Generating and displaying personalized movie recommendations for a specific user.

In [None]:
user_id = 1
recommendations = hybrid_recommender(user_id, movies, ratings, latent_matrix_1, latent_matrix_2, ratings_matrix_gpu, popular_movies)
print(f"Recommendations for user {user_id}:")
for movie_id, score in recommendations:
    print(f"{movies[movies['movieId'] == movie_id]['title'].values[0]}: {score:.2f}")


## Conclusion <a id="conclusion"></a>

In this notebook, we built a hybrid movie recommender system that combines content-based filtering and collaborative filtering techniques. We used the MovieLens 20M dataset to train and evaluate our recommender system.

The content-based filtering approach utilized TF-IDF vectorization and Singular Value Decomposition (SVD) to create latent representations of movies based on their tags. The collaborative filtering approach employed matrix factorization using the Surprise library's SVD algorithm to learn latent factors for users and movies.

The hybrid recommender function combined the recommendations from both content-based and collaborative filtering approaches, ensuring diversity in the recommended movies. We also incorporated popularity-based recommendations to provide a baseline for comparison.
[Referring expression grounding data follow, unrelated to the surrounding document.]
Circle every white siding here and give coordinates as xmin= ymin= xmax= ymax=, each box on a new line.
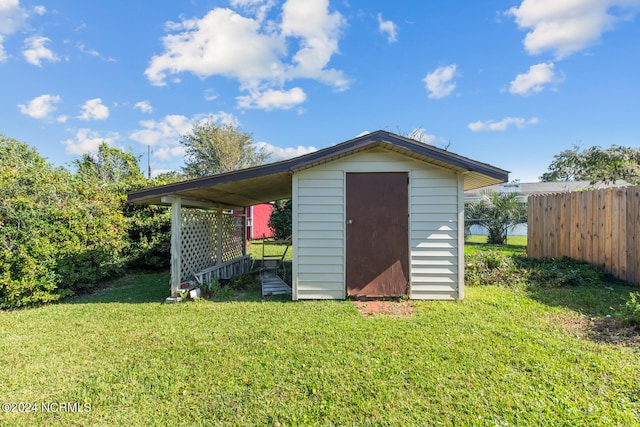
xmin=410 ymin=167 xmax=460 ymax=300
xmin=293 ymin=170 xmax=345 ymax=300
xmin=292 ymin=147 xmax=462 ymax=300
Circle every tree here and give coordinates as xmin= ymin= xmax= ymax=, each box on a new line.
xmin=73 ymin=143 xmax=176 ymax=271
xmin=73 ymin=142 xmax=144 ymax=186
xmin=180 ymin=120 xmax=268 ymax=177
xmin=465 ymin=191 xmax=527 ymax=245
xmin=268 ymin=200 xmax=292 ymax=240
xmin=540 ymin=145 xmax=640 ymax=185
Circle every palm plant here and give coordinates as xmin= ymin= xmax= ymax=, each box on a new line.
xmin=465 ymin=191 xmax=527 ymax=244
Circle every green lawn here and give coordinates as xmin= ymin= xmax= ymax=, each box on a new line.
xmin=247 ymin=238 xmax=293 ymax=261
xmin=1 ymin=246 xmax=639 ymax=426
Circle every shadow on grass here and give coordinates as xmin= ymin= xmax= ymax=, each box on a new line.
xmin=527 ymin=283 xmax=640 ymax=346
xmin=526 ymin=282 xmax=634 ymax=318
xmin=67 ymin=270 xmax=295 ymax=305
xmin=66 ymin=271 xmax=170 ymax=304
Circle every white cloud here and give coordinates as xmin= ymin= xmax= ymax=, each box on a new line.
xmin=76 ymin=42 xmax=99 ymax=57
xmin=204 ymin=89 xmax=218 ymax=101
xmin=355 ymin=130 xmax=371 ymax=138
xmin=62 ymin=128 xmax=120 ymax=155
xmin=230 ymin=0 xmax=277 ymax=22
xmin=134 ymin=100 xmax=153 ymax=113
xmin=33 ymin=5 xmax=45 ymax=16
xmin=145 ymin=8 xmax=286 ymax=86
xmin=154 ymin=146 xmax=187 ymax=161
xmin=75 ymin=41 xmax=115 ymax=62
xmin=281 ymin=0 xmax=348 ymax=88
xmin=78 ymin=98 xmax=109 ymax=120
xmin=377 ymin=13 xmax=397 ymax=43
xmin=468 ymin=116 xmax=540 ymax=132
xmin=256 ymin=141 xmax=317 ymax=161
xmin=508 ymin=0 xmax=640 ymax=59
xmin=0 ymin=0 xmax=27 ymax=54
xmin=509 ymin=62 xmax=564 ymax=96
xmin=129 ymin=114 xmax=194 ymax=147
xmin=145 ymin=0 xmax=348 ymax=110
xmin=423 ymin=64 xmax=458 ymax=99
xmin=0 ymin=36 xmax=6 ymax=62
xmin=17 ymin=94 xmax=61 ymax=119
xmin=237 ymin=87 xmax=306 ymax=110
xmin=22 ymin=35 xmax=59 ymax=66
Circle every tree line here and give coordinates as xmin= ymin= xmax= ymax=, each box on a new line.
xmin=0 ymin=120 xmax=275 ymax=309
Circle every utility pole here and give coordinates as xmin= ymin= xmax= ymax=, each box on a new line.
xmin=147 ymin=145 xmax=151 ymax=179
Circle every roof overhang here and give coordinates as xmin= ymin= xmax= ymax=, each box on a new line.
xmin=128 ymin=130 xmax=509 ymax=207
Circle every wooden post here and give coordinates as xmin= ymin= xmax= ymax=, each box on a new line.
xmin=170 ymin=196 xmax=182 ymax=296
xmin=216 ymin=205 xmax=223 ymax=265
xmin=242 ymin=207 xmax=247 ymax=257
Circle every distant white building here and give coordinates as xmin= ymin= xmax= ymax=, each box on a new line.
xmin=464 ymin=180 xmax=629 ymax=236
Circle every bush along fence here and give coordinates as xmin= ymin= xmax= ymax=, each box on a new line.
xmin=527 ymin=186 xmax=640 ymax=286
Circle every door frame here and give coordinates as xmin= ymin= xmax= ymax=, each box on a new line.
xmin=344 ymin=171 xmax=410 ymax=297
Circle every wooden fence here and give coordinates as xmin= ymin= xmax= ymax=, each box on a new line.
xmin=528 ymin=186 xmax=640 ymax=286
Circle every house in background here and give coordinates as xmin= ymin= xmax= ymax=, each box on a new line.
xmin=463 ymin=180 xmax=609 ymax=202
xmin=464 ymin=180 xmax=630 ymax=236
xmin=128 ymin=130 xmax=508 ymax=300
xmin=246 ymin=203 xmax=275 ymax=240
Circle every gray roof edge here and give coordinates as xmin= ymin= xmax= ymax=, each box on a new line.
xmin=288 ymin=130 xmax=509 ymax=180
xmin=128 ymin=129 xmax=509 ymax=204
xmin=127 ymin=160 xmax=294 ymax=204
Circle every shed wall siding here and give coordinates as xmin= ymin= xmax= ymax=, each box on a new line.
xmin=294 ymin=169 xmax=345 ymax=299
xmin=293 ymin=148 xmax=461 ymax=300
xmin=410 ymin=169 xmax=460 ymax=300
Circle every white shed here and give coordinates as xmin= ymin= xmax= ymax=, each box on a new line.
xmin=128 ymin=131 xmax=508 ymax=300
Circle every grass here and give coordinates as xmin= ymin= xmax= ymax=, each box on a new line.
xmin=465 ymin=234 xmax=527 ymax=256
xmin=1 ymin=245 xmax=639 ymax=426
xmin=247 ymin=238 xmax=293 ymax=261
xmin=466 ymin=234 xmax=527 ymax=246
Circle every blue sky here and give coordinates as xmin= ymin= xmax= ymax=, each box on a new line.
xmin=1 ymin=0 xmax=639 ymax=182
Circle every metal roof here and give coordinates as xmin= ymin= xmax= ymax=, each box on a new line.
xmin=128 ymin=130 xmax=509 ymax=207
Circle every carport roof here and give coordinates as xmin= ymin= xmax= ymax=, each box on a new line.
xmin=128 ymin=130 xmax=509 ymax=208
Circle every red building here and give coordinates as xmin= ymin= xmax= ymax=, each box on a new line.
xmin=246 ymin=203 xmax=274 ymax=240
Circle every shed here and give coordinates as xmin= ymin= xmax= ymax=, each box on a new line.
xmin=128 ymin=130 xmax=508 ymax=300
xmin=246 ymin=203 xmax=275 ymax=240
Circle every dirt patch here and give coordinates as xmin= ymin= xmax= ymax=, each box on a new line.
xmin=352 ymin=300 xmax=413 ymax=317
xmin=548 ymin=314 xmax=640 ymax=347
xmin=589 ymin=317 xmax=640 ymax=346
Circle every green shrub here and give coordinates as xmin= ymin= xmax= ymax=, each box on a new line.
xmin=464 ymin=251 xmax=522 ymax=287
xmin=464 ymin=250 xmax=617 ymax=289
xmin=520 ymin=257 xmax=609 ymax=287
xmin=0 ymin=136 xmax=176 ymax=309
xmin=268 ymin=199 xmax=292 ymax=240
xmin=0 ymin=136 xmax=127 ymax=308
xmin=228 ymin=271 xmax=261 ymax=292
xmin=122 ymin=204 xmax=171 ymax=270
xmin=619 ymin=292 xmax=640 ymax=326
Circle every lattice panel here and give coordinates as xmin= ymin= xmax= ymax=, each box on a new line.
xmin=221 ymin=214 xmax=245 ymax=262
xmin=181 ymin=210 xmax=217 ymax=281
xmin=178 ymin=209 xmax=245 ymax=282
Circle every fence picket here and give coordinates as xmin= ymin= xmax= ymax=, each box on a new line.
xmin=528 ymin=186 xmax=639 ymax=286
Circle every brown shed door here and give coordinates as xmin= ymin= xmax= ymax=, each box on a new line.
xmin=346 ymin=172 xmax=409 ymax=297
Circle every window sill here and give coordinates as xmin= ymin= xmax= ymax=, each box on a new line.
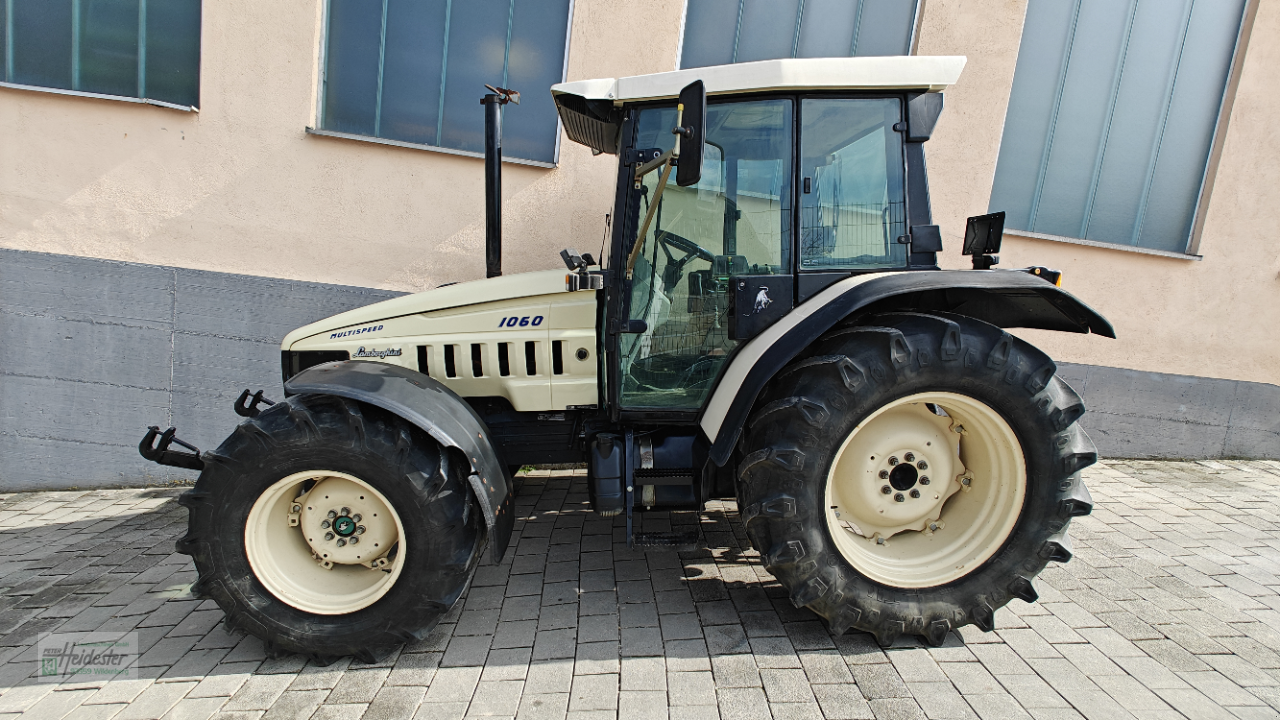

The testing and evaluation section demonstrated the generation of personalized movie recommendations for a specific user. The recommender system successfully provided a list of movies that align with the user's preferences and the preferences of similar users.

To further improve the recommender system, we can explore additional techniques such as item-based collaborative filtering, incorporating user and item metadata, and applying more advanced machine learning algorithms. Additionally, we can conduct more extensive evaluation and validation to assess the quality and effectiveness of the recommendations.

Overall, this notebook serves as a foundation for building a hybrid movie recommender system and can be extended and customized based on specific requirements and available data.